Unicorn Scales and Dog Shit on Torstraße
Kyary Pamyu Pamyu’s Pon Pon Pon was the first video I ever watched that made me feel like my brain had been emptied out and refilled with something sweet and wrong and fluorescent. Before you play it, I recommend assembling the following: strawberry sauce, LSD, ice cream, Smarties, bath salts, pure caffeine, and a pinch of unicorn scales. Mix them in a sand mold, put it in your mouth, smoke it, sit on it—your choice. After four minutes neither you nor anyone who knows you will be quite the same. That’s not hyperbole. That’s the contract Kyary Pamyu Pamyu offers and then delivers on completely.
Daisy Lowe shot for Playboy that year, and for once the magazine remembered what it was supposed to be. She was twenty-two, daughter of Pearl Lowe and Gavin Rossdale, and the pool photos were the kind of thing you save to your hard drive and then feel slightly embarrassed about—except you don’t, not really, because they’re actually beautiful. The German edition of Playboy had spent years stripping has-been celebrities and soap opera nobodies, so when they got something genuinely gorgeous it felt like stumbling onto a good meal in a bad neighborhood.

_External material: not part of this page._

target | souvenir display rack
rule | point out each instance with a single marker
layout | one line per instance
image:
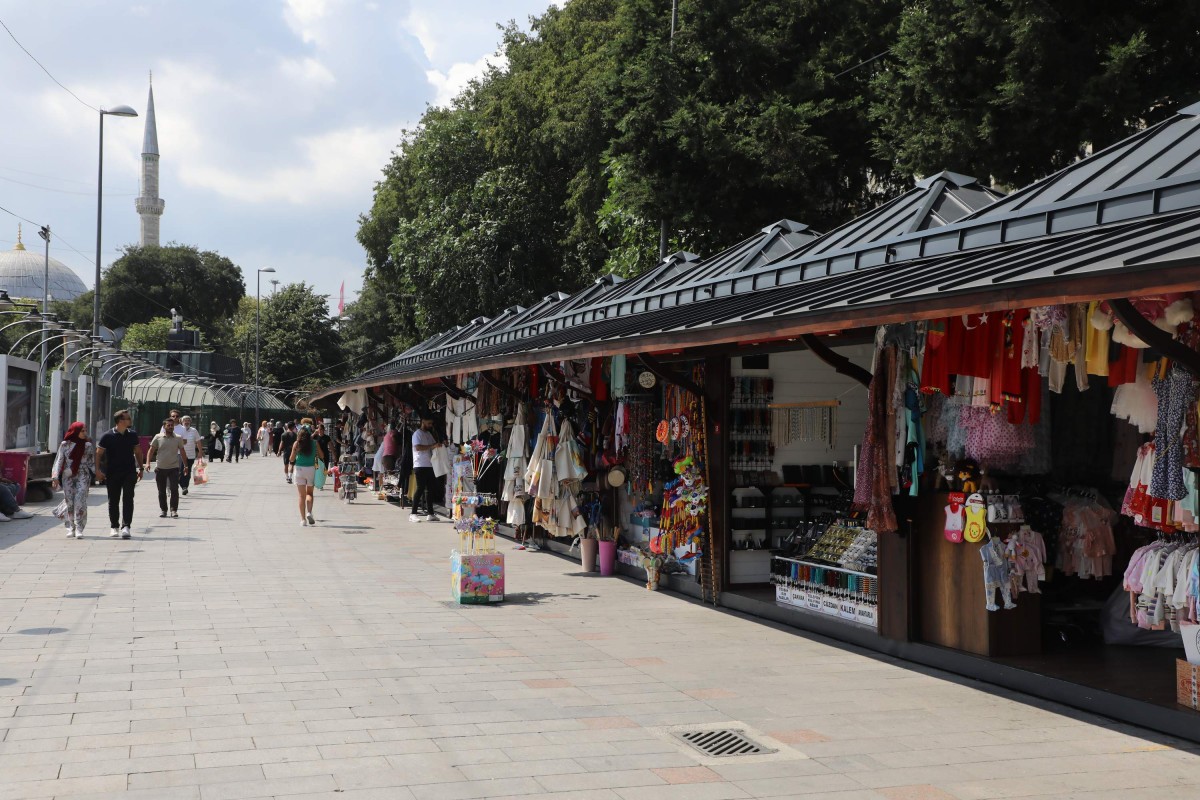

The Berlin piece is the one that stays with me. It opens with rage: ten degrees colder than anywhere else, wind in your face, dog shit underfoot, bag strap broken, cab driver won’t shut up, favorite graffiti buffed off the wall on Torstraße. Five months in tropical heat at forty degrees and then straight back into the worst European winter, which in Berlin is a very specific kind of worst. You’re back in the place you love and it’s actively attacking you and you’re screaming FUCK DIS SHIT ALTER into the street at nobody. And then you’re home. It’s a love letter because it has to be—the city is so much itself that even when it’s ruining your day it’s still the only place that feels right.
Solitude I’ve thought about differently at different points in my life. The distinction that keeps coming back: alone isn’t the same as lonely, even when they overlap in the middle of an ordinary afternoon. There are people who move through the world naturally solo and people who need to be surrounded, and both are fine, and the extremes of both are disasters. I’ve never fully resolved where I sit on that axis.
Emily Scarlett Romain was twenty-three and photographing everything on 35mm—night adventures in strangers’ apartments, a trip to Berlin, a fat stupid-looking cat. The prints were showing in London galleries. What gets me about that kind of work is the way she made the ordinary look like something she was going to miss before she even left the room. You recognize that feeling immediately. You know exactly what it costs.